UF/IFAS Plants Grown in Space Flown Home

Clint ThompsonFlorida

UF/IFAS photo/Anna-Lisa Paul and students working with plants and seeds grown on the International Space Station. Photo taken 01-26-24

ET may have phoned home, but plants from a University of Florida Institute of Food and Agricultural Sciences (UF/IFAS) experiment were recently flown home from the International Space Station (ISS).

Plants, specifically Arabidopsis thaliana, grown from seeds by astronauts in the ISS were harvested, launched on a return capsule that touched down to Earth and shipped to eager researchers at UF/IFAS’ Space Plants Lab, including Anna-Lisa Paul and Robert Ferl.

This latest experiment focuses on whether genetic strategies make plants hardier and more adaptable to the spaceflight environment, and if Arabidopsis plants pass along these strategies to their offspring. This would make them better suited to grow in space, said Paul, the principal investigator for the experiment, UF/IFAS horticultural sciences professor and the director of the Interdisciplinary Center for Biotechnology Research. The study could enable researchers to understand how all plants respond to space travel.

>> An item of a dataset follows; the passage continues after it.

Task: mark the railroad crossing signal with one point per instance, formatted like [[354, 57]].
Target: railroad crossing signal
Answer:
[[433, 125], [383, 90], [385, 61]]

“Consider the food we might grow, and the plants we would use to clean our air. All might be better suited if we allow them to grow a generation in space first before relying on them for food and life support,” she said. “If we learn that plants can be ‘trained’ to be in a space flight environment, we can expect plants can grow better adjusted to space as the generations go on.”

Timeline of Events

The timeline from seed to return to UF/IFAS is as follows: Plants were launched as seeds in May, produced in July, harvested in the fall, landed on Earth in December and arrived back to the researchers in January.

The seeds sent to the ISS in May were from plants previously grown on the space station, making them second-generation space-grown plants.

The project focuses on epigenetics – the study of how the environment can cause changes in how existing genes in a living organism can be turned “on,” or “off” from stress – and how space travel affects that process. A previous study done by Paul and Ferl showed that spaceflight-associated changes in gene expression can be the result of epigenetics. This study will determine whether any of those epigenetic changes are transferred to the next generation.